Ростислав был боек и складен. Он постоянно куда-то мчался, спешил, весело, со вкусом втягивал воздух круглым некрасивым ртом. Смеялся он почти всегда. Стоило окликнуть его, как он поворачивал свое лицо, расцвечиваясь улыбкой, и тотчас в упоении начинал о чем-то рассказывать. С ним вечно приключалось необычайное, поразительное, невероятное и до того смешное, что он наливался кровью от хохота, и красный, как маков цвет, не успевая втягивать воздух, несся в галопе рассказа.

— Понимаешь? Лежу, сплю, вдруг — бах! — в нос! Вскочил — утерся — кровища-а! Думаю, что такое? Гляжу — яблоко. Понимаешь? Во-о, в кулак, два фунта, черного дерева. Ха-ха! Вот черт! Ха-ха! А я, понимаешь, лег под самую яблоню! Вот черт, ха-ха!

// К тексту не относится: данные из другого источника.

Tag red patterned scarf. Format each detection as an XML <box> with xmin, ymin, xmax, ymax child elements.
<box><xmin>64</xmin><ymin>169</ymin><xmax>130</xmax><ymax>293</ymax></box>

Руки у Ростислава ходили ходуном. Он то потирал их, то засовывал в карманы, то хватался за голову, точно получив подзатыльник, то сам давал себе подзатыльник и тут же зажимал нос, смешно надувая ноздри. Одни глаза его были быстрее рук. Он не смотрел на мир, а буравил его со всех сторон горячими остриями зрачков в сером, как олово, ободке. Всегда и повсюду он что-нибудь находил, обнаруживал, открывал. И если не с ним случалось необыкновенное, то с тем, кого он встречал, или с тем, о ком ему доводилось прочитать, или с нескончаемым потоком героев, которые проносились в его стремительном воображении.

Он очень любил географию, с веселой безалаберностью глотал книжки путешественников, накупал и таскал в свой угол атласы, карты, учебники. На антресолях обширного городского дома, в конце Атаманской, за два-три года школьной жизни Ростислава выросли горы расцвеченной, накрашенной бумаги, и Африки, Азии всех масштабов простерлись от плинтусов до потолочных карнизов.